At my company we've been using Graphite and StatsD for nearly two years now, we rely on it heavily for tracking performance and troubleshooting issues. We rely on Icinga, Pingdom, NewRelic and other tools to alert of us of problems.
Often, when things have gone really wrong (DoS, internal network issues, app errors, disk full) the affected machine(s) stop reporting to graphite (or under-report data). We get alerted by monitoring the services, not the stats.
Being alerted about low or unusual values might be helpful in some cases, but based on my experience, it would too noisy. Usually when something bad happens, we anyway investigate Graphite and analytics tools to understand the impact on traffic and KPIs.
I could see Rearview being useful for some cases, but not as a replacement for real monitoring and alerting tools.
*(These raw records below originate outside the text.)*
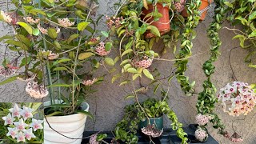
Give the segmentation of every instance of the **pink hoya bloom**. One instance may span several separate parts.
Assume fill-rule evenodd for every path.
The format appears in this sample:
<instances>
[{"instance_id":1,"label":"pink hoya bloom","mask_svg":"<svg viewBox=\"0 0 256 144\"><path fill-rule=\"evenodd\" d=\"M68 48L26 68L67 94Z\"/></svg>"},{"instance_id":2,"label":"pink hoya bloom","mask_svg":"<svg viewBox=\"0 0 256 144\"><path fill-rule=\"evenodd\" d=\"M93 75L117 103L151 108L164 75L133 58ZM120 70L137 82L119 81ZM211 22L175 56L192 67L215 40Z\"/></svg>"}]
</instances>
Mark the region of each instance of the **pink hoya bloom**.
<instances>
[{"instance_id":1,"label":"pink hoya bloom","mask_svg":"<svg viewBox=\"0 0 256 144\"><path fill-rule=\"evenodd\" d=\"M7 116L2 117L2 118L5 121L5 123L4 123L5 126L12 125L14 123L14 121L15 120L15 118L14 118L10 113L8 114Z\"/></svg>"},{"instance_id":2,"label":"pink hoya bloom","mask_svg":"<svg viewBox=\"0 0 256 144\"><path fill-rule=\"evenodd\" d=\"M21 117L21 109L18 106L18 105L15 103L14 108L9 109L9 111L12 113L13 117L15 118L20 118Z\"/></svg>"},{"instance_id":3,"label":"pink hoya bloom","mask_svg":"<svg viewBox=\"0 0 256 144\"><path fill-rule=\"evenodd\" d=\"M26 139L25 139L25 134L23 132L19 132L17 134L17 142L26 142Z\"/></svg>"},{"instance_id":4,"label":"pink hoya bloom","mask_svg":"<svg viewBox=\"0 0 256 144\"><path fill-rule=\"evenodd\" d=\"M15 122L14 125L16 126L18 130L24 130L25 128L28 126L24 122L23 118L19 119L18 122Z\"/></svg>"},{"instance_id":5,"label":"pink hoya bloom","mask_svg":"<svg viewBox=\"0 0 256 144\"><path fill-rule=\"evenodd\" d=\"M24 131L24 135L25 135L25 138L29 141L32 138L35 138L35 135L32 132L32 128L30 128L29 130L26 130L26 131Z\"/></svg>"},{"instance_id":6,"label":"pink hoya bloom","mask_svg":"<svg viewBox=\"0 0 256 144\"><path fill-rule=\"evenodd\" d=\"M21 114L23 117L24 121L26 121L29 118L33 118L33 109L23 106L23 110L21 110Z\"/></svg>"},{"instance_id":7,"label":"pink hoya bloom","mask_svg":"<svg viewBox=\"0 0 256 144\"><path fill-rule=\"evenodd\" d=\"M12 138L15 138L16 135L18 134L18 130L16 127L14 128L10 128L10 127L7 127L8 129L8 133L6 134L6 136L11 136Z\"/></svg>"},{"instance_id":8,"label":"pink hoya bloom","mask_svg":"<svg viewBox=\"0 0 256 144\"><path fill-rule=\"evenodd\" d=\"M42 120L37 120L33 118L32 123L30 125L30 127L33 127L34 131L36 131L38 129L43 129L42 123L43 121Z\"/></svg>"}]
</instances>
We use NewRelic and Pingdom as well. Where Rearview really shines is creating monitors like this: 1) control charts to alert when a process deviates from a range of 3 stdev above or below the mean based on historical data (e.g. purchases/logins are lower than expected, process failures are higher than expected, etc.), 2) deployment triggered monitors that automatically analyze data before and after a deploy for shifts in mean or increases in variance (e.g. do we see more login failures after this deploy, do we see more 4xx/5xx responses, did page load time increase, etc.), 3) response time monitors... while this seems straightforward enough, Rearview can not only tell you when a service or page response time has exceeded some statistical limit, it can also present you with more information regarding causes (e.g. this process is slow because of an issue with the database, redis, a dependent process/service, etc.), 4) it allows you to use SPAN as a means of monitoring load time or response time (SPAN is the 95th percentile - the 5th percentile and it give a much more accurate representation of what users experience than mean or median, 5) process efficiencies can be checked by making sure they complete on time and execute the expected number of commands (e.g. sent email, updated databases, etc.), and many more. Basically you are only limited by your imagination and coding skills. Of course the other benefit is in performing similar monitoring on business metrics and not just application performance (e.g. is funnel performing as expected/needed, are our customer tools being used on a regular basis, are our marketing campaigns paying off, etc.)
In my currently non-existent freetime, I'm a Graphite co-maintainer (check github). If you have any improvements or suggestions, please feel free to send us pull requests. The current pull requests are a bit of a mess, but I blame myself and will be getting around to merging a ton of them "real soon now TM".
Server side graphs didn't work out for all our monitoring use, so we don't use graphite. You should make a version that works with istatd :-)
https://github.com/imvu-open/istatd
This looks really polished and definitely a great idea. I can see why you chose Ruby for the scripting of the monitors, being able to evaluate that code in a predefined binding can be quite powerful, especially with the aid of helpers being pre-defined as well.
Why not a full ruby stack, or was the "live" scripting done after the initial inception?
We have always used Ruby for the scripting (we're predominately a Ruby shop so this was key for future adoption.) The very first mvp for this tool was individual Ruby scripts running against Graphite and being scheduled via cron. The first real backend scheduler was built in Scala, but for various reasons we've converted to Rails/Puma/Celluloid running in a VM using Jruby. The monitors themselves run in an MRI sandbox for security purposes.
I'm not sure I'm ready to abandon a custom monitoring environment consisting of a shell environment, screen, ssh certs, lugubrious quantities of /proc/, and a fair bit of gnuplot. Seems to me thats all you need? Why commit to a Ruby install for an operator console?
I'm not sure lugubrious means what you intended it to mean. :) At any rate, see my reply here https://news.ycombinator.com/item?id=6646402 for a sampling of things Rearview brings to the table. The tl;dr is that it's not a NOC tool, it's more for process monitoring whether that be application processes, engineering processes, or business processes. It also does provide a central location for anyone to see the state and history of an application or business unit.
>The tl;dr is that it's not a NOC tool, it's more for process monitoring whether that be application processes, engineering processes, or business processes. It also does provide a central location for anyone to see the state and history of an application or business unit.
Actually, Rearview started out similar to that. We wanted something more accessible to our large engineering team. It has all the advantages of a web user interface coupled with the powerful capabilities you get with a scripting language.
Your welcome! We did a second feature release of our Ruby version today that has even more UI goodness. Basically we've added the ability to group categories of monitors under one dashboard. You can then switch between categories using carousel controls or direct from drop down. We're hoping to open source this version soon and crossing our fingers that the Ruby version will see more collaboration from outside developers.
Often, when things have gone really wrong (DoS, internal network issues, app errors, disk full) the affected machine(s) stop reporting to graphite (or under-report data). We get alerted by monitoring the services, not the stats.
Being alerted about low or unusual values might be helpful in some cases, but based on my experience, it would too noisy. Usually when something bad happens, we anyway investigate Graphite and analytics tools to understand the impact on traffic and KPIs.
I could see Rearview being useful for some cases, but not as a replacement for real monitoring and alerting tools.